Just as telling was what didn't happen. The judge rejected a meaningful share of proposed edits every night, and that was the system working as intended — each rejection was a plausible-sounding inference that would have been silently written into the context document under a naive update scheme. The gate wasn't overhead; it was the reason we could run the loop aggressively at all.

Closing thoughts

With every system in software engineering the work is never really done and that certainly applies to this project. A few things that come to mind in terms of gaps in the system that I wish we had time for.

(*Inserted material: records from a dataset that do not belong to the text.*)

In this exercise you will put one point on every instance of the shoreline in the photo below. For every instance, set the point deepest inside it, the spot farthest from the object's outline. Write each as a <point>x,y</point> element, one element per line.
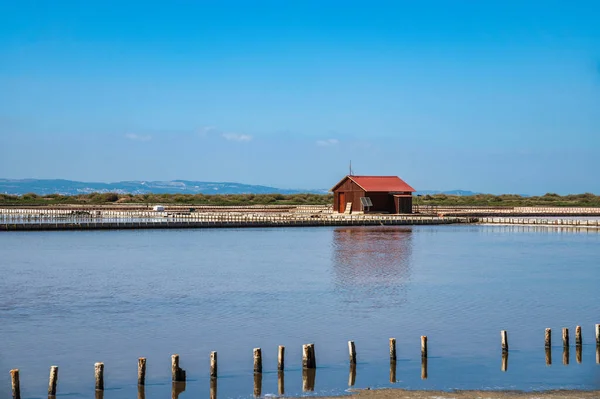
<point>399,393</point>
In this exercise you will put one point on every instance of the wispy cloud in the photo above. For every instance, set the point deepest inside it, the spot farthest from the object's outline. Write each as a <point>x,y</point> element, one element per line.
<point>138,137</point>
<point>236,137</point>
<point>327,142</point>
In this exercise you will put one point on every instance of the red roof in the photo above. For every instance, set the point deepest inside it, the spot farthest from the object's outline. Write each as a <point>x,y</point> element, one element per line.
<point>379,183</point>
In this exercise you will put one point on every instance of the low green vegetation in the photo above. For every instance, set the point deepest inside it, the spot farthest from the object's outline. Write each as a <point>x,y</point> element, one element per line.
<point>165,199</point>
<point>505,200</point>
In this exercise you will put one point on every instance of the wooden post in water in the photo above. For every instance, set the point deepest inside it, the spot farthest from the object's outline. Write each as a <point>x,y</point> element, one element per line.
<point>213,364</point>
<point>548,338</point>
<point>308,356</point>
<point>15,383</point>
<point>281,358</point>
<point>257,360</point>
<point>352,352</point>
<point>504,336</point>
<point>177,373</point>
<point>578,340</point>
<point>142,371</point>
<point>393,349</point>
<point>99,376</point>
<point>53,381</point>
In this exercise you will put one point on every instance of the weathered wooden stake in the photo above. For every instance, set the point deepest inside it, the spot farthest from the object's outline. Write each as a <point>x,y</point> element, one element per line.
<point>565,337</point>
<point>53,381</point>
<point>177,373</point>
<point>99,375</point>
<point>504,336</point>
<point>308,356</point>
<point>15,383</point>
<point>213,364</point>
<point>393,349</point>
<point>257,360</point>
<point>281,358</point>
<point>352,352</point>
<point>142,371</point>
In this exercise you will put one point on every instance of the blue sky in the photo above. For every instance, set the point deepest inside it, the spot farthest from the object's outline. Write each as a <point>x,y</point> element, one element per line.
<point>492,96</point>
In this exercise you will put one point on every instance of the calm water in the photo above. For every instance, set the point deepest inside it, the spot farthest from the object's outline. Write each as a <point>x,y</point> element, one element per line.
<point>75,298</point>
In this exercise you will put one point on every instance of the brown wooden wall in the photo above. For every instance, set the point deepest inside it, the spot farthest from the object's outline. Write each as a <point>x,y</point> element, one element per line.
<point>382,201</point>
<point>352,192</point>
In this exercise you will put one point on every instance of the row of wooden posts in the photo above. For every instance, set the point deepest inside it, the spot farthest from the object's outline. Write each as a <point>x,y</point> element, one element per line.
<point>309,361</point>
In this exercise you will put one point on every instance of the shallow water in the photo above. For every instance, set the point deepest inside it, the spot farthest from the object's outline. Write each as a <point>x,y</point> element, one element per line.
<point>75,298</point>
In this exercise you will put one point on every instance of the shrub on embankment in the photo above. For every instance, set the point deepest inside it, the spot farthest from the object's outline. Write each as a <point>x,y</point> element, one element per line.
<point>505,200</point>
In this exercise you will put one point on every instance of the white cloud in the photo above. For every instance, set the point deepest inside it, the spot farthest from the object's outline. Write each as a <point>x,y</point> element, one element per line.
<point>138,137</point>
<point>328,142</point>
<point>236,137</point>
<point>207,130</point>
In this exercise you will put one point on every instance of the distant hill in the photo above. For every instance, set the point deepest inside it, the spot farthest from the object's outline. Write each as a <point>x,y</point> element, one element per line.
<point>451,192</point>
<point>69,187</point>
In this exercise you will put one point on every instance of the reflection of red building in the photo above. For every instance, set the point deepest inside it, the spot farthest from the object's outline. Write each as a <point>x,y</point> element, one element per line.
<point>389,194</point>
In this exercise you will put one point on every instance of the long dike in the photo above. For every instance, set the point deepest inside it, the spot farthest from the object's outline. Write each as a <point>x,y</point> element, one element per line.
<point>49,224</point>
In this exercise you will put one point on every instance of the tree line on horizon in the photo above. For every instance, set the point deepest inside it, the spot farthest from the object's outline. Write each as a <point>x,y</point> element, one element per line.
<point>504,200</point>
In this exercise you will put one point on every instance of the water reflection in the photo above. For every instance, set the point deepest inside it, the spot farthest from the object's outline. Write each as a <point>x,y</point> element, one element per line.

  1. Initialization: There's an irony in the final design — every nightly edit had to survive a replay-and-judge gate, but the initial context document, the foundation everything else amended, was accepted on a single LLM call's word. The initialization workflow deserved the same treatment: replay drafts against the user's historical sent mail and validate the composed context before ever trusting it.
  2. Cadence: In addition to the reasons above, the nightly was chosen because felt like the right starting point, not because a day is provably the right learning interval. A heavy email user generates enough sent-draft pairs to learn from by lunchtime; a light user might need a week to produce one meaningful signal. An adaptive cadence — triggered by accumulated pairs rather than the clock — probably serves both better than a fixed schedule serves either.
  3. Prompts: The whole system rested on three prompts we largely hand-tuned and eyeballed. The judge is the sharpest edge: it's an LLM whose verdicts we treated as ground truth, but we never rigorously measured it against human preferences, or checked it for the known failure modes of LLM-as-judge setups like positional or length bias. Given that we'd already built GEPA and evals for prompt optimization, pointing it at these three prompts was an obvious move we never got to.